Sure he did. If they came off as desperate, he'd take full advantage
[/QUOTE]
And - do YOU do ANYTHING similar yourself on a regular basis?

[/QUOTE]

Not in the way of looking for sex or affection.


----------



## nice777guy (Nov 23, 2009)

Craggy - my apologies to you.

Again - men are visual, etc, etc., etc - but there are no excuses.

Not all of us behave poorly.
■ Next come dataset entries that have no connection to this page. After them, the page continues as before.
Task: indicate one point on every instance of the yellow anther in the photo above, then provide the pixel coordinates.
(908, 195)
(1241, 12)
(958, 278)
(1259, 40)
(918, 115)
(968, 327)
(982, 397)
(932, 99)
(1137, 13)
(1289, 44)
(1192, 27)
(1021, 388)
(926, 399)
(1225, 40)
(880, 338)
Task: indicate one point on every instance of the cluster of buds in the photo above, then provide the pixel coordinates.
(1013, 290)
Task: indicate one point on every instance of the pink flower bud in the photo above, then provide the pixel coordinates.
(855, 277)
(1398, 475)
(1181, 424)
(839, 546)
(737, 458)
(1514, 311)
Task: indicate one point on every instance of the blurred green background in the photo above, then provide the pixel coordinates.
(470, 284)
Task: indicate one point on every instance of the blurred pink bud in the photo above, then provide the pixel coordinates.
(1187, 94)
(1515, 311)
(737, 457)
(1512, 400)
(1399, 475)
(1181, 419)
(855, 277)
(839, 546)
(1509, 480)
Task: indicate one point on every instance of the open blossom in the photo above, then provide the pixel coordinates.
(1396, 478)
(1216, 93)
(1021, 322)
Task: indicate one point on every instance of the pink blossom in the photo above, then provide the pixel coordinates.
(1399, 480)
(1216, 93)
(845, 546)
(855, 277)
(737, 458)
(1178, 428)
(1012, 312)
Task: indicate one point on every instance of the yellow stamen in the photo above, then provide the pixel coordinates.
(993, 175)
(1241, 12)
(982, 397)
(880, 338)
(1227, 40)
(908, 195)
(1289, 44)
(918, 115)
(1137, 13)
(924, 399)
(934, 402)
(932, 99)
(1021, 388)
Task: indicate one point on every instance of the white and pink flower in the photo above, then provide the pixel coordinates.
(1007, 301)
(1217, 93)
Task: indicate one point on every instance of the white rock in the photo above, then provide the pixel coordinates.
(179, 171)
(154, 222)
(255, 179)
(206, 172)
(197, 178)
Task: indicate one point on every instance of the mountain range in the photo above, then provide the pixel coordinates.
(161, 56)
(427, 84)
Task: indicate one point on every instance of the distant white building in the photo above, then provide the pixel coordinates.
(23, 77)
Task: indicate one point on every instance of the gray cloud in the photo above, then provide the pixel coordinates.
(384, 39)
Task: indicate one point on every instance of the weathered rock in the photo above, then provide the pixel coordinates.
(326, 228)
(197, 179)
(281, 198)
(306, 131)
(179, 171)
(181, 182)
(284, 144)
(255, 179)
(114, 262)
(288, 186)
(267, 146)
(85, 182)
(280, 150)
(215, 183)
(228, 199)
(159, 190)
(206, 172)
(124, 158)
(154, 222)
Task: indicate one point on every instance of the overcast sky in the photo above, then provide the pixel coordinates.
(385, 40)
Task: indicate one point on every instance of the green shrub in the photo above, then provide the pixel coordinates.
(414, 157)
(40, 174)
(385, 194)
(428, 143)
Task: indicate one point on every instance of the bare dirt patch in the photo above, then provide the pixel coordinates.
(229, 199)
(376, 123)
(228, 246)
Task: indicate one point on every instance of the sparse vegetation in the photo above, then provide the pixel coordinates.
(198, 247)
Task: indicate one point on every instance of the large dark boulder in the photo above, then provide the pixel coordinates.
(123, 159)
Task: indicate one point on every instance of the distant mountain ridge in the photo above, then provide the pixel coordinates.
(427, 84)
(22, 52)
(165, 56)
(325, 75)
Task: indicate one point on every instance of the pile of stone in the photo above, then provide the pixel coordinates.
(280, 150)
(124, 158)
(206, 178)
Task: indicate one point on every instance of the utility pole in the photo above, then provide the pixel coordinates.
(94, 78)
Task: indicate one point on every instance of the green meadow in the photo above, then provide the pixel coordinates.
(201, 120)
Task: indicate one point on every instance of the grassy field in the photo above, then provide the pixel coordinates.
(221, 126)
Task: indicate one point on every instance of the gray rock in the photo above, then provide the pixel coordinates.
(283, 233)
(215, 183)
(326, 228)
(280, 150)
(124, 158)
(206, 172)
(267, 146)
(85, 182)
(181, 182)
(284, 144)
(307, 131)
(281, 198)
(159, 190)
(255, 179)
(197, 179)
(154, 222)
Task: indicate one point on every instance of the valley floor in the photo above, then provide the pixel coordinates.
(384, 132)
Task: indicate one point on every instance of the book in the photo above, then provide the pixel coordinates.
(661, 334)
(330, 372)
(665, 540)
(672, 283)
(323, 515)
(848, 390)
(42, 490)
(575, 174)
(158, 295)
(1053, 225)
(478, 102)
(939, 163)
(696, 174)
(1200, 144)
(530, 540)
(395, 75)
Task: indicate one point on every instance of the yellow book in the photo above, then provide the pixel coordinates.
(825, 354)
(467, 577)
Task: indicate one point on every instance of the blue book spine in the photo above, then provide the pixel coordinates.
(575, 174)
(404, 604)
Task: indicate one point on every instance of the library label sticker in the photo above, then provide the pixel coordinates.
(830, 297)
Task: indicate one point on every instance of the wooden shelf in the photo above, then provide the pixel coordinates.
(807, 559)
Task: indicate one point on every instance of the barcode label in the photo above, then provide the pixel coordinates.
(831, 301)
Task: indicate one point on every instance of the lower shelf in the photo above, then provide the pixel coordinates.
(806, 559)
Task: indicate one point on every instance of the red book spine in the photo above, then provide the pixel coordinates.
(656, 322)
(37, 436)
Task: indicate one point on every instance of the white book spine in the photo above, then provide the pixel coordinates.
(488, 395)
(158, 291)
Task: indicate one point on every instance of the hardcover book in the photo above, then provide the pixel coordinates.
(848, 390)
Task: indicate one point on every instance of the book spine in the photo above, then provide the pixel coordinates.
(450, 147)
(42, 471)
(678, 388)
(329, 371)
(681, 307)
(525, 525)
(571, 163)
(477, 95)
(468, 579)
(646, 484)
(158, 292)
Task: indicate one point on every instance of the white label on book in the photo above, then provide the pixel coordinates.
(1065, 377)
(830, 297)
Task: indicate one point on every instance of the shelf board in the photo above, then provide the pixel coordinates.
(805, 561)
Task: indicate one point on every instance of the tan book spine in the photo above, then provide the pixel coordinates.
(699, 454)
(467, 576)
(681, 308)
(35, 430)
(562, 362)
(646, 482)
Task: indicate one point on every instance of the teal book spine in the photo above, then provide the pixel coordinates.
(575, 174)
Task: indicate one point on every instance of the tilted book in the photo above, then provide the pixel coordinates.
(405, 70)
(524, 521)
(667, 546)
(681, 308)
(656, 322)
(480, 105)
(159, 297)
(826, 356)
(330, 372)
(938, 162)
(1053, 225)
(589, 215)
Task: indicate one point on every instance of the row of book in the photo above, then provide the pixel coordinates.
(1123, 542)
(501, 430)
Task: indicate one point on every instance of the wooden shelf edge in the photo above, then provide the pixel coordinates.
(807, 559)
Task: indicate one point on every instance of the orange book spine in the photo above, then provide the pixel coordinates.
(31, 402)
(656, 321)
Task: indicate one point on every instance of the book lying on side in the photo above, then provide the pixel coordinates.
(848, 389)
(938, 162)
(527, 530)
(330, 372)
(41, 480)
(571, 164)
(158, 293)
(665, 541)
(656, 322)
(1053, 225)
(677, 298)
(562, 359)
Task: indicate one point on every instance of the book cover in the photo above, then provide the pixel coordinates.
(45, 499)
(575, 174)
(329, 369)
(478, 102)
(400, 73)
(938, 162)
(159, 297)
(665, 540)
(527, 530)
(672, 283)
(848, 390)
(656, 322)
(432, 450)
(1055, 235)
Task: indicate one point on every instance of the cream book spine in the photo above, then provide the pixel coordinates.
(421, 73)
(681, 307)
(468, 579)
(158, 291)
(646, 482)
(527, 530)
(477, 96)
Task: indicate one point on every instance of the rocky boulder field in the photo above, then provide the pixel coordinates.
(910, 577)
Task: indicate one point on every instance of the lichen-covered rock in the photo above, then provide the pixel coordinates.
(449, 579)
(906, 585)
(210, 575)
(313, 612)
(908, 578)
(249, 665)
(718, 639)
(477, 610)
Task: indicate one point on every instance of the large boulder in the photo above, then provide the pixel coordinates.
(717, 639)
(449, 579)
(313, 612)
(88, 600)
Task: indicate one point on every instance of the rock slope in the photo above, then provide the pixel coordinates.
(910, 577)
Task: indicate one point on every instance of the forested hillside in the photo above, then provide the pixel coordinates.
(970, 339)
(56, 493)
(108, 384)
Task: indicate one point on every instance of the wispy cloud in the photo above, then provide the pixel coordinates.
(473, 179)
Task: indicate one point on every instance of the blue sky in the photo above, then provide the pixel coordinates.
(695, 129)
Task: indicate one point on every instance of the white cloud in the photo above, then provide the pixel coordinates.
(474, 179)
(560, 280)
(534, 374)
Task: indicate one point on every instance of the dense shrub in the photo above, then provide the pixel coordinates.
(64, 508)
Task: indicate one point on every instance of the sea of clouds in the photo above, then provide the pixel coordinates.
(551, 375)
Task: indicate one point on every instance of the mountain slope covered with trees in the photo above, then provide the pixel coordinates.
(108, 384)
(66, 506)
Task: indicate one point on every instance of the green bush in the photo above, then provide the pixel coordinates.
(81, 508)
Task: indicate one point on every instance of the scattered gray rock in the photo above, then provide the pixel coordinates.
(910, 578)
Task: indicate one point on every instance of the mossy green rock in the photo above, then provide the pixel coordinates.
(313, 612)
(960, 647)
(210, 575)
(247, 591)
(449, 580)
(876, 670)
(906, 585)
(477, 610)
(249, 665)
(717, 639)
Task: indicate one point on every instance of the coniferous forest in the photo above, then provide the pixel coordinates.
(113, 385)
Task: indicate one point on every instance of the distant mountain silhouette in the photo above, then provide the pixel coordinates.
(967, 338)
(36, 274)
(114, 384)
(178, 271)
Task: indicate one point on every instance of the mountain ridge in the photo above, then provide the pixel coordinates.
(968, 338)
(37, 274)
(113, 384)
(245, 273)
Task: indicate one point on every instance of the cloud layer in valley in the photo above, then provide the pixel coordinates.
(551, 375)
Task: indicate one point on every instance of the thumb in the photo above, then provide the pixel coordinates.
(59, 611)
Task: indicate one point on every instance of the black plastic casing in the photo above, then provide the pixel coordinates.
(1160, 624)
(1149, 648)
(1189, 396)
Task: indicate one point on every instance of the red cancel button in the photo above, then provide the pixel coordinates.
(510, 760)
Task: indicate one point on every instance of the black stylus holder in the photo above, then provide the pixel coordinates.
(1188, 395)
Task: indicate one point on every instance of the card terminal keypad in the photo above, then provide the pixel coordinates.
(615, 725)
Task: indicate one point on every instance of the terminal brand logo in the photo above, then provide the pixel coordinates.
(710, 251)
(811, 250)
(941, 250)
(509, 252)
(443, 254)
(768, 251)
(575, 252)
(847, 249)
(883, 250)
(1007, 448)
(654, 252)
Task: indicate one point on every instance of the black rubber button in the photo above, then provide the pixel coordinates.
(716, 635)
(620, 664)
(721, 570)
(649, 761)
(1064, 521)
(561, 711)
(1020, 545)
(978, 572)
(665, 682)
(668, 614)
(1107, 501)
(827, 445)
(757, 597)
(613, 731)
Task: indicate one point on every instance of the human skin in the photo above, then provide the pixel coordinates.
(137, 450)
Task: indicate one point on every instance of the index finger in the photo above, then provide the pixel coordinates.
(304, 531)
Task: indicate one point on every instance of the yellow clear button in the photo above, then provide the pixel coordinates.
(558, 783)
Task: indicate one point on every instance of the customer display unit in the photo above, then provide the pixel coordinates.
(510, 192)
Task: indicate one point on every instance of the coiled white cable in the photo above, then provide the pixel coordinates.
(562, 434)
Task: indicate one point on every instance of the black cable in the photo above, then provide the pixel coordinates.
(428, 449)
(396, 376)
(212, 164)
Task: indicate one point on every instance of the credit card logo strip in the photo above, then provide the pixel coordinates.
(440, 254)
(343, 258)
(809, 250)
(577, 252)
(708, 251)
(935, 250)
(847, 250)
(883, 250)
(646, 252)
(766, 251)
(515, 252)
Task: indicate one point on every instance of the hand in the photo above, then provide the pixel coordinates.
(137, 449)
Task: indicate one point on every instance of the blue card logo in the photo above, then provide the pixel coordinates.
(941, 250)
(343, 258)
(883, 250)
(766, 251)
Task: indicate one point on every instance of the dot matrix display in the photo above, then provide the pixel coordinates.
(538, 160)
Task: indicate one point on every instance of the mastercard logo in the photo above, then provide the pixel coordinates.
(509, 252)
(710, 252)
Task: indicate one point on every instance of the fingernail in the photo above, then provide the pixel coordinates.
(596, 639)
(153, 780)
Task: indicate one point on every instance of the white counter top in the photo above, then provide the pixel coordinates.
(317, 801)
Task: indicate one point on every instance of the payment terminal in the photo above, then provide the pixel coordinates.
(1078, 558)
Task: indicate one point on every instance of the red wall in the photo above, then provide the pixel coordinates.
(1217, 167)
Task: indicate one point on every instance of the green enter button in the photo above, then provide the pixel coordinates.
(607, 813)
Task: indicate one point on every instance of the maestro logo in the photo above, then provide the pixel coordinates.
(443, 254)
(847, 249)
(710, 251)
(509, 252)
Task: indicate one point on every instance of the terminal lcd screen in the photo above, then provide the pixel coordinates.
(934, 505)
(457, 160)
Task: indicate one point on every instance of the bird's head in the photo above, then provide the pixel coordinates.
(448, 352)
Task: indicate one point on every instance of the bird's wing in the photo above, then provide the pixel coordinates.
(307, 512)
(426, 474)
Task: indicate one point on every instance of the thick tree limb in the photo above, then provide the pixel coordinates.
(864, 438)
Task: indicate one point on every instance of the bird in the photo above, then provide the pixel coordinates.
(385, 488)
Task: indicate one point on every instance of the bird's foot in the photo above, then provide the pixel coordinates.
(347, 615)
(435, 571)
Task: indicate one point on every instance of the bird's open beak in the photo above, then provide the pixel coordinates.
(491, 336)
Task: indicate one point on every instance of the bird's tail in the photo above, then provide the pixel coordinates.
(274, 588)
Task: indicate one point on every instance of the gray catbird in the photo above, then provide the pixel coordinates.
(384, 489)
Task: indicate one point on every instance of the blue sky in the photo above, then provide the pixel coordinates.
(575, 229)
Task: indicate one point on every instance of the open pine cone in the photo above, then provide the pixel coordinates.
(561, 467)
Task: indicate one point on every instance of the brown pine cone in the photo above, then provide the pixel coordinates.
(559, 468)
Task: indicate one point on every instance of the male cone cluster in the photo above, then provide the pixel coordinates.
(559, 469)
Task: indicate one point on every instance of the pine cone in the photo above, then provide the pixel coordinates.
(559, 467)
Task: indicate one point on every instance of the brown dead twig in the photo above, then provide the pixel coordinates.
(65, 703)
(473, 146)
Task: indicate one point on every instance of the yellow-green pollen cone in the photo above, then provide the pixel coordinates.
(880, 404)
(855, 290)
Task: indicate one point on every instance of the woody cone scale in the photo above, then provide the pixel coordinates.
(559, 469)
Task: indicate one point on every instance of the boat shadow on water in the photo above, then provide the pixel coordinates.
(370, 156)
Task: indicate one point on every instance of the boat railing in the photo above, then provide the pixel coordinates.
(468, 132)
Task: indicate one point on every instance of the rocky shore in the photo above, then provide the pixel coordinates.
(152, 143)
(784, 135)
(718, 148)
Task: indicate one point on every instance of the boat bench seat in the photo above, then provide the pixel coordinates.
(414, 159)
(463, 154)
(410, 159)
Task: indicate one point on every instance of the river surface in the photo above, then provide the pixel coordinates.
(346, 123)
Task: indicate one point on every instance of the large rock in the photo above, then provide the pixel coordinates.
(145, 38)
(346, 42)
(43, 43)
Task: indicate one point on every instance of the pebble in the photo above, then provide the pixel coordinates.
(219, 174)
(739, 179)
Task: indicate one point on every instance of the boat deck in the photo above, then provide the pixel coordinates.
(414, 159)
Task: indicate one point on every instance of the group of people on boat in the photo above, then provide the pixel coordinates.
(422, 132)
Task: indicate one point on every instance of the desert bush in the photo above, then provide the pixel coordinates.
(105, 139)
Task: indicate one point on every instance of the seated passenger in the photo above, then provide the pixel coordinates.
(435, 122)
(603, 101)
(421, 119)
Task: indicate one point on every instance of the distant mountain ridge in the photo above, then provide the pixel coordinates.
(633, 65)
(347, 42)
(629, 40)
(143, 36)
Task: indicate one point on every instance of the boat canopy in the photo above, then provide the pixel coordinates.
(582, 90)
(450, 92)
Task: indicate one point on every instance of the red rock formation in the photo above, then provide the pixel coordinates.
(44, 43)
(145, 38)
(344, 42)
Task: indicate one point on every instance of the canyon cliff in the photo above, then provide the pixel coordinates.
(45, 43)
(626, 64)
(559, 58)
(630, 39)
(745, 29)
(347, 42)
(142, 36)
I hope you don't write off the entire gender because your husband was a a$$hole.


----------



## okeydokie (Sep 10, 2008)

i "assess" women constantly, i would NOT act upon it while married

i think women do "assess" men too, just more descreatly. hell there are threads on TAm where they are gooshing over hunky movie stars


----------



## Therealbrighteyes (Feb 11, 2010)

nice777guy said:


> Seems that most men here agree that there is a visual process that we go through when we see a woman.
> 
> Two questions:
> 
> ...


You didn't weigh in on your thoughts on this.


----------



## nice777guy (Nov 23, 2009)

Therealbrighteyes said:


> You didn't weigh in on your thoughts on this.


I assess women all the time. I addressed this on the "women and men friends" and other threads.

I don't know what women are thinking. Its hard to believe that women don't do SOMETHING similar.


----------



## Therealbrighteyes (Feb 11, 2010)

nice777guy said:


> I assess women all the time. I addressed this on the "women and men friends" and other threads.
> 
> I don't know what women are thinking. Its hard to believe that women don't do SOMETHING similar.
> 
> YOUR thoughts, Peaches?


No man is ever happy with just one woman. A sad thing I have come to realize.


----------



## Lon (Jun 6, 2011)

Therealbrighteyes said:


> No man is ever happy with just one woman. A sad thing I have come to realize.


huh? not true, and not really sure what that has to do with this thread.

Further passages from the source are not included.